Fallible replace_all for regular expressions

A closure that I pass to regex::Regex::replace_all may fail. I don't want it to panic in that case but retrieve the error. I tried this:

use regex::{Captures, Regex};

fn main() -> Result<(), Box<dyn std::error::Error>> {
    let re = Regex::new("[0-9]+").unwrap();
    let s = "123, 12345678901234567890";
    let mut error: Option<Box<dyn std::error::Error>> = None;
    let _s2 = re.replace_all(s, |caps: &Captures| {
        let n_result: Result<i32, _> = caps[0].parse();
        match n_result {
            Ok(n) => (n * 2).to_string(),
            Err(err) => {
                error = Some(format!("invalid number encountered: {err}").into());
                String::new() // dummy
            }
        }
    });
    if let Some(err) = error {
        Err(err)?;
    }
    Ok(())
}

(Playground)

Errors:

   Compiling playground v0.0.1 (/playground)
    Finished dev [unoptimized + debuginfo] target(s) in 0.94s
     Running `target/debug/playground`
Error: "invalid number encountered: number too large to fit in target type"

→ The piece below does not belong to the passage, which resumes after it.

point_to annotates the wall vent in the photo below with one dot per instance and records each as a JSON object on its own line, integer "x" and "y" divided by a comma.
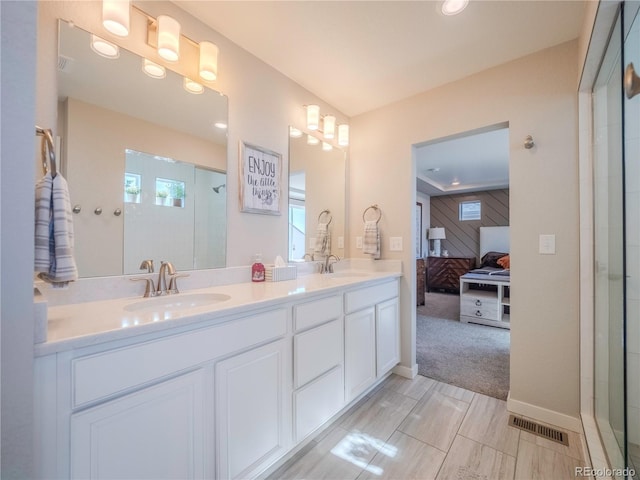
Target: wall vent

That works but it's somewhat ugly. It also will not short-circuit on error.

Implementing Replacer myself, which is a possible solution in this case, doesn't seem to work either, because Replacer::replace_append isn't fallible.

Does that mean I would have to implement the code of Regex::replacen on my own or live with the solution above (that involves a temporary variable and inserting empty dummy strings)?

P.S.: My real-world use case uses floats, so I guess it's okay for me to just parse them as f64::NAN (example in Playground), but I'm still interested in how this problem would be solved in general. Maybe it's a corner case that doesn't occur often.


P.P.S.: Just encountered another case where I can't use f64::NAN as a workaround. :face_with_diagonal_mouth:

The second real-world use case looks like this:

fn render<'a>(&self, machine: &LuaMachine<'a>) -> anyhow::Result<String> {
    let output = RE_CODE.replace_all(&self.template, |caps: &Captures| {
        if let Some(assign) = caps.name("assign") {
            let (line, col) = line_column(&self.template, assign.start());
            let name = format!("assignment in line #{line}, column #{col}");
            let func = machine
                .compile(Some(name), assign.as_str())
                .context("could not compile Lua assignment")?;
            func.call([])
                .context("runtime error when executing Lua assignment")?;
            String::new()
        } else if let Some(expr) = caps.name("expr") {
            let (line, mut col) = line_column(&self.template, expr.start());
            col -= 1;
            let name = format!("expression in line #{line}, column #{col}");
            let func = machine
                .compile(Some(name), format!("return tostring({})", expr.as_str()))
                .context("could not compile Lua expression")?;
            func.call_1ret([])
                .context("runtime error when executing Lua expression")?
                .try_into_string()
                .context("Lua did not return a string")?
        } else {
            unreachable!()
        }
    });
    let output = RE_COMMENT.replace_all(&output, "");
    Ok(output.to_string())
}

And I obviously can't use the ? operator within the closure passed to replace_all.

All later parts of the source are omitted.